The November tussle with Victor Paz wasn’t as easy for Mussachio as the Durham affair. The Bronx tough guy stayed in his face and on his chest for most of the night, and“The Professor” had to continually struggle to find room to use his superior reach and boxing ability to score points. In the second round, a Paz left hook caught the Wildwood favorite on the schnozz and he was swallowing blood from the nose the rest of the way. It had been broken during training by a seemingly negligible punch, but it caught Mussachio perfectly and the damage was done. Other than the bleeding, it held up satisfactorily against Paz, though.Mussachio had the added handicap of a tender right hand that was injured three weeks before the fight and might have been cause for a postponement, but “The Professor” didn’t want to disappoint his hometown fans, and fought through the constant pain and used the hand enough to outpoint the scowling, bald-headed Paz, who stayed after him like a pit bull.

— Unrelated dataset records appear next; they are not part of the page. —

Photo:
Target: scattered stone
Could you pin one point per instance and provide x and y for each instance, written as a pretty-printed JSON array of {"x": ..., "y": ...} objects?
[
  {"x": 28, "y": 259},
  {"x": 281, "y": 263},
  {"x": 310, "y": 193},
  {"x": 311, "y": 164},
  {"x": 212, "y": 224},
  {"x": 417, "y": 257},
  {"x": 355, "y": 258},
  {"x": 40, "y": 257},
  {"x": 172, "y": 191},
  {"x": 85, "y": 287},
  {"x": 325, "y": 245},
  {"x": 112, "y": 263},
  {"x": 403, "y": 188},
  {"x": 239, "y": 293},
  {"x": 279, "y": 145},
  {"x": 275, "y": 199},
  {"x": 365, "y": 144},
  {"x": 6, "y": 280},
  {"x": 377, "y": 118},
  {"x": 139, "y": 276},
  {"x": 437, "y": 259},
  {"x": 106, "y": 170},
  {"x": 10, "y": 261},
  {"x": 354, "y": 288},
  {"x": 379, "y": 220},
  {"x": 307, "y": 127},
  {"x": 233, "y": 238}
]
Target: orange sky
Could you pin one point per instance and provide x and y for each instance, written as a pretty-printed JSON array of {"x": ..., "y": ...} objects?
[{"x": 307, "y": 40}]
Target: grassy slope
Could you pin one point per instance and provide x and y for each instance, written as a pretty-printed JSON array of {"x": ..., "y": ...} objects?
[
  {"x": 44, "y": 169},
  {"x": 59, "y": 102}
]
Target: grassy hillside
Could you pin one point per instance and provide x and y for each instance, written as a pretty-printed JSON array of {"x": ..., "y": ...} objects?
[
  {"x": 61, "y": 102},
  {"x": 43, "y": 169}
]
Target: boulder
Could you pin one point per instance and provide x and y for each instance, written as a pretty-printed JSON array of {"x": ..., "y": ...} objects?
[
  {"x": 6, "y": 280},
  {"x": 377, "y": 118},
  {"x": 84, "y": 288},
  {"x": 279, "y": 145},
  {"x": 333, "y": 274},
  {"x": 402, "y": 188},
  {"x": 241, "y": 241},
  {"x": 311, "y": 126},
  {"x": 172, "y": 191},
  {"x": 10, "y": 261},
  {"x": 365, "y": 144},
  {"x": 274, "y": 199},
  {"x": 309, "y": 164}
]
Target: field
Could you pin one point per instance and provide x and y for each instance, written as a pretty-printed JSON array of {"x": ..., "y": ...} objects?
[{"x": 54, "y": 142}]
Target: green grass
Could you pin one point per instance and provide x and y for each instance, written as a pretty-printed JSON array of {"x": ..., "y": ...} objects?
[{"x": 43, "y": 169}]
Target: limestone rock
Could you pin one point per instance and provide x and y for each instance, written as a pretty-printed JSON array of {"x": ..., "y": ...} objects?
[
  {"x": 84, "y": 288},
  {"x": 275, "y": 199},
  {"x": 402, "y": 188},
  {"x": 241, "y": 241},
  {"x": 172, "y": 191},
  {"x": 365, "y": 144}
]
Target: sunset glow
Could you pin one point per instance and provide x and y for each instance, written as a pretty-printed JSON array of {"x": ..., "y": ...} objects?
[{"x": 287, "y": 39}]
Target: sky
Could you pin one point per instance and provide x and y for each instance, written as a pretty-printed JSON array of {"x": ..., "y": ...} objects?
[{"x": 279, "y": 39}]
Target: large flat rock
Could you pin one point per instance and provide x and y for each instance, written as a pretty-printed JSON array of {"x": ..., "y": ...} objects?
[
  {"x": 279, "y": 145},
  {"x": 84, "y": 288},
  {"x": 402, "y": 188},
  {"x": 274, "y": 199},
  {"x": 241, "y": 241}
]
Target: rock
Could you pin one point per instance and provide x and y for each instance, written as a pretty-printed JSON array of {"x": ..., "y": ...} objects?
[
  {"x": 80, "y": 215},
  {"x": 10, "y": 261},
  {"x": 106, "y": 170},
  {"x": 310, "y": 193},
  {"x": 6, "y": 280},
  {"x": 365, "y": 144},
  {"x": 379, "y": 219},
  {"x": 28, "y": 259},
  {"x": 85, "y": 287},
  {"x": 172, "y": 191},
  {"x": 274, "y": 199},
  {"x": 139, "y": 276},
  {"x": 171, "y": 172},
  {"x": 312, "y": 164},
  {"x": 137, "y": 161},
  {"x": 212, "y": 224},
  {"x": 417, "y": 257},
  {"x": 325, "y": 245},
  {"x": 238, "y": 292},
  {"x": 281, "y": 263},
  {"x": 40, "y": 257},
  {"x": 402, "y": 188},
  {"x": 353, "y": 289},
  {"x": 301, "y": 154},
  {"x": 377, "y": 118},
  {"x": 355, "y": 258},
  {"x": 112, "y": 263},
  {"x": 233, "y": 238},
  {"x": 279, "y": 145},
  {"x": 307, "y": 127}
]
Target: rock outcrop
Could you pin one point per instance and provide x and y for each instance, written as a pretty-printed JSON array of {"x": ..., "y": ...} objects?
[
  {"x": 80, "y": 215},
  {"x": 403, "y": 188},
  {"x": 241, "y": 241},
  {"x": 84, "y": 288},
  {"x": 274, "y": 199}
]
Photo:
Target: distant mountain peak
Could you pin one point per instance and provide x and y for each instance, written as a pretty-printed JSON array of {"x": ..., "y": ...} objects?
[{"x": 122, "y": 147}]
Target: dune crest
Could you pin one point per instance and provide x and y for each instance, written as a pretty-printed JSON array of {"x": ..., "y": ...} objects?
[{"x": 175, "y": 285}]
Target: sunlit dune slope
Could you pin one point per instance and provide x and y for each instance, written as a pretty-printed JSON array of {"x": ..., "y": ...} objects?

On top of all that, Chuckie was fighting the final stages of four days of flu, which had weakened and dehydrated both him and his trainer-manager-father Al Mussachio, usually a ball of fire and the Rock of Gibraltar.

So it was a tough win but a good one for Chuck “The Professor” Mussachio, who showed a screaming Wildwood house full of supporters that not only is he a well-schooled scientific boxer, but also a blood-and-guts warrior when that kind of a rumble is called for.

As a footnote to the Mussachio victory, middleweight Patrick Majewski, a native of Poland who trained as an amateur at the Wildwood Boxing Club and now fights pro out of Atlantic City with a record of 6 and 0 with 4 KOs, starched Nick Collins of Bel Air, Maryland, in the first round with a perfectly placed liver shot that put Collins onto one knee, where he remained until counted out by ref Alan Huggins at 1 minute 48 seconds.


Bloodied but unbowed, Chuck “The Professor” Mussachio came off the ropes to score a split decision victory over Bronx slugger Victor Paz.

Thanking the boxing gods.

Middleweight Patrick Majewski, a Wildwood Boxing Club alumnus, exults with a Michael Jordan leap after a first round stoppage of Nick Collins.